The mitochondrial permeability transition pore (mPTP) is a channel in the mitochondrial inner membrane that is activated by excessive calcium uptake. In this study, we used a whole-mitoplast patch-clamp approach to investigate the ionic currents associated with mPTP at the level of the whole single mitochondrion. The whole-mitoplast conductance was at the level of 5 to 7 nS, which is consistent with the presence of three to six single mPTP channels per mitochondrion. We found that mPTP currents are voltage dependent and inactivate at negative potential. The currents were inhibited by cyclosporine A and adenosine diphosphate. When mPTP was induced by oxidative stress, currents were partially blocked by the adenine nucleotide translocase inhibitor bongkrekic acid. Our data suggest that the whole-mitoplast patch-clamp approach is a useful method for investigating the biophysical properties and regulation of the mPTP.

Human mitochondrial ADP/ATP carrier SLC25A4 operates with a ping-pong kinetic mechanism.

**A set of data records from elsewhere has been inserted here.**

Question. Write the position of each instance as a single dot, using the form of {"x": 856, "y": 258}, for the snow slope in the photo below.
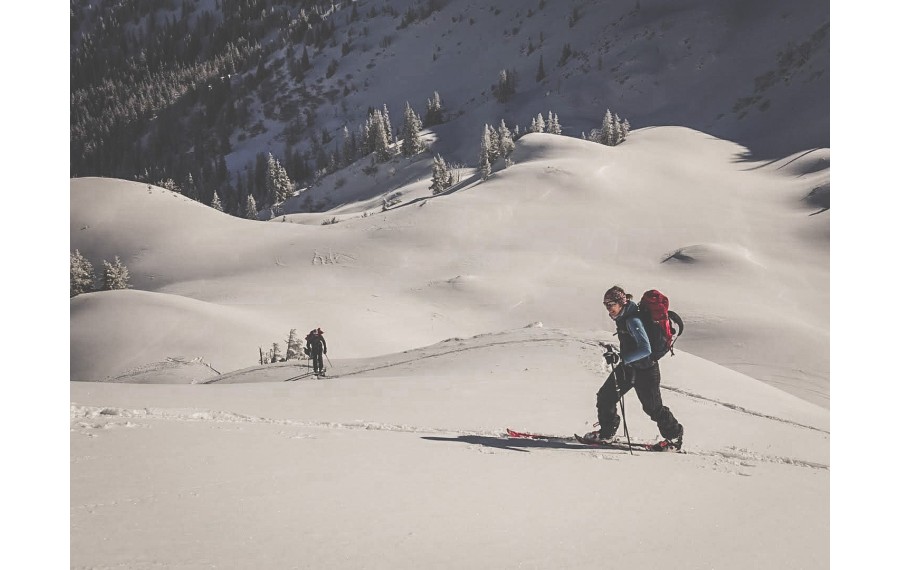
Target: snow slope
{"x": 401, "y": 462}
{"x": 450, "y": 318}
{"x": 733, "y": 243}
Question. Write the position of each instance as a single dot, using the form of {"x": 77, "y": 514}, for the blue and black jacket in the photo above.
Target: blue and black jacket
{"x": 634, "y": 344}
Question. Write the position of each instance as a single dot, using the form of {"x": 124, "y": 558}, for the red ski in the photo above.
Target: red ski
{"x": 576, "y": 441}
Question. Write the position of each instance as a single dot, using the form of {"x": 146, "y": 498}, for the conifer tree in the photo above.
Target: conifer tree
{"x": 293, "y": 345}
{"x": 115, "y": 275}
{"x": 441, "y": 177}
{"x": 412, "y": 124}
{"x": 484, "y": 160}
{"x": 507, "y": 146}
{"x": 506, "y": 86}
{"x": 379, "y": 141}
{"x": 434, "y": 112}
{"x": 250, "y": 211}
{"x": 494, "y": 150}
{"x": 278, "y": 185}
{"x": 608, "y": 130}
{"x": 388, "y": 128}
{"x": 81, "y": 274}
{"x": 189, "y": 188}
{"x": 553, "y": 124}
{"x": 350, "y": 151}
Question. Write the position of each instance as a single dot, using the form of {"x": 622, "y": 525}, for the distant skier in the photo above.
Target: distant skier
{"x": 633, "y": 368}
{"x": 315, "y": 348}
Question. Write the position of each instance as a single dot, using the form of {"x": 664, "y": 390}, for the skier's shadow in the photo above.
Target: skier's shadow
{"x": 515, "y": 444}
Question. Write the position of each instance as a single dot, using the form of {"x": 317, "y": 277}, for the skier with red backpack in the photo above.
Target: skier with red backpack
{"x": 315, "y": 348}
{"x": 645, "y": 336}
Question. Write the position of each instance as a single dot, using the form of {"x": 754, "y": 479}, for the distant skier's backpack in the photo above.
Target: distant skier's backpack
{"x": 660, "y": 323}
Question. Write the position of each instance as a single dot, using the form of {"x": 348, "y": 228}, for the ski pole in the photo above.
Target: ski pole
{"x": 622, "y": 405}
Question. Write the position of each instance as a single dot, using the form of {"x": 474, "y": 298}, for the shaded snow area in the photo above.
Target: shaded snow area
{"x": 402, "y": 461}
{"x": 448, "y": 319}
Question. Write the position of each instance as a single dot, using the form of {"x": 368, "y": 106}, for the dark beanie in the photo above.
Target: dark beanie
{"x": 615, "y": 295}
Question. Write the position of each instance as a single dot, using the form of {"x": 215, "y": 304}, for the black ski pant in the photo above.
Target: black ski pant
{"x": 317, "y": 361}
{"x": 646, "y": 385}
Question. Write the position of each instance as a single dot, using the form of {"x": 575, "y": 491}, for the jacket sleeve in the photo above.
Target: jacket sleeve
{"x": 639, "y": 334}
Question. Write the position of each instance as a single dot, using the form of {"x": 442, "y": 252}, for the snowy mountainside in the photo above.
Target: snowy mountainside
{"x": 538, "y": 241}
{"x": 756, "y": 73}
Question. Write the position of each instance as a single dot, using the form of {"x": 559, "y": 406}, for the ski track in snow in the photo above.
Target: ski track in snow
{"x": 85, "y": 418}
{"x": 734, "y": 407}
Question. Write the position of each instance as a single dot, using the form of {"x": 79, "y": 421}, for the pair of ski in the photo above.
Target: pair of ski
{"x": 615, "y": 443}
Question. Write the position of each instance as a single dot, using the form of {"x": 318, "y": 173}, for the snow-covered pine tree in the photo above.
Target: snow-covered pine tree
{"x": 278, "y": 185}
{"x": 553, "y": 124}
{"x": 434, "y": 112}
{"x": 293, "y": 345}
{"x": 81, "y": 274}
{"x": 484, "y": 159}
{"x": 507, "y": 146}
{"x": 608, "y": 130}
{"x": 250, "y": 211}
{"x": 506, "y": 86}
{"x": 115, "y": 275}
{"x": 440, "y": 175}
{"x": 349, "y": 145}
{"x": 412, "y": 124}
{"x": 189, "y": 188}
{"x": 494, "y": 151}
{"x": 388, "y": 128}
{"x": 378, "y": 137}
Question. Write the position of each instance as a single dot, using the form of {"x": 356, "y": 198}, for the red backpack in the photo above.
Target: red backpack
{"x": 659, "y": 322}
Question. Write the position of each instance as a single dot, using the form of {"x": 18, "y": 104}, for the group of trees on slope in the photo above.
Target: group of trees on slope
{"x": 161, "y": 90}
{"x": 82, "y": 278}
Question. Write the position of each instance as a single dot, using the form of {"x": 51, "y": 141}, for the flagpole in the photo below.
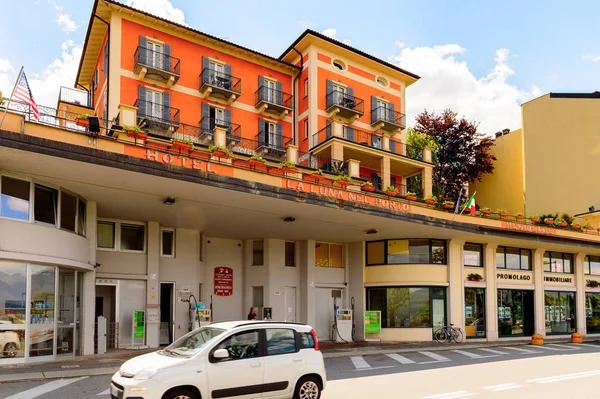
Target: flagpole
{"x": 12, "y": 94}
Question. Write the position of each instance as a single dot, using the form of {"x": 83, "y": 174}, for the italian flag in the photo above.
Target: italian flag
{"x": 471, "y": 205}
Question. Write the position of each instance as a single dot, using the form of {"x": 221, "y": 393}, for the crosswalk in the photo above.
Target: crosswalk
{"x": 373, "y": 362}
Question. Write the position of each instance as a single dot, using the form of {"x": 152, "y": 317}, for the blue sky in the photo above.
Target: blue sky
{"x": 481, "y": 59}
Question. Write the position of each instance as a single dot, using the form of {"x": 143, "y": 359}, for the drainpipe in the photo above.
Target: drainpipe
{"x": 294, "y": 91}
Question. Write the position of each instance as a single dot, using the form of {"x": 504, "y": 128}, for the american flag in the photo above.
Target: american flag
{"x": 23, "y": 93}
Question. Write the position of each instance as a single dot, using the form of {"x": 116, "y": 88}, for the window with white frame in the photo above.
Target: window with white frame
{"x": 121, "y": 236}
{"x": 167, "y": 243}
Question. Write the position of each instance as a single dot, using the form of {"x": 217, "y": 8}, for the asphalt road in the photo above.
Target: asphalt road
{"x": 551, "y": 371}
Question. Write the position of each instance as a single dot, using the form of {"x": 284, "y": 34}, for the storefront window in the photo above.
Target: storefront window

The mitochondrial ADP/ATP carrier (SLC25A4), also called the adenine nucleotide translocase, imports ADP into the mitochondrial matrix and exports ATP, which are key steps in oxidative phosphorylation. Historically, the carrier was thought to form a homodimer and to operate by a sequential kinetic mechanism, which involves the formation of a ternary complex with the two exchanged substrates bound simultaneously. However, recent structural and functional data have demonstrated that the mitochondrial ADP/ATP carrier works as a monomer and has a single substrate binding site, which cannot be reconciled with a sequential kinetic mechanism. Here, we study the kinetic properties of the human mitochondrial ADP/ATP carrier by using proteoliposomes and transport robotics. We show that the Km/Vmax ratio is constant for all of the measured internal concentrations. Thus, in contrast to earlier claims, we conclude that the carrier operates with a ping-pong kinetic mechanism in which substrate exchange across the membrane occurs consecutively rather than simultaneously. These data unite the kinetic and structural models, showing that the carrier operates with an alternating access mechanism.

The new vision of mitochondrial permeability transition pore opening

Mitochondria play a fundamental role in the functioning of the body but are also responsible for dysfunction, apoptosis, and death, associated with the mPTP (mitochondrial permeability transition pore) opening. Despite the fact that there are many articles on this topic, none of them solve the problem of PTP identification. The opening of the PTP is elicited by matrix Ca2+ and stimulated by binding of cyclophilin D (CyPD), Pi, elevated concentration of reactive oxygen species (ROS), free fatty acids, or diminished transmembrane potential. Nucleotides, Mg2+, and the binding of (cyclosporin A) CsA are known molecular inhibitors of PTP opening, whereas arginine-specific adducts of phenylglyoxal modulate PTP opening in a species and net-charge-dependent manner. It seems to us that the reason for the unresolved problem of mPTP lies in ignorance of the functioning of ATP synthase. According to our mechano-chemiosmotic mechanism we suggest that in ATP synthase two channels are connected, consisting of a c-ring of Fо and, α3β3-hexamer with a cap the oligomycin sensitivity conferring protein (OSCP) subunit of F1 in mitochondria closing a c-ring. In our opinion, OSCP subunit together with α3β3-hexamer act as an analogue of adenine nucleotide translocase (ANT), which can be designated as F1-ANT. It exchanges synthesized 3-ATP molecules in the active center of ATP synthase for 3-ADP molecules from the matrix with the participation of sodium and magnesium ions. Thus, we conclude that both ANT in the membrane and F1-ANT (OSCP subunit together with α3β3-hexamer) in the complex with the c-ring of ATP synthase are jointly involved in the functioning of mPTP.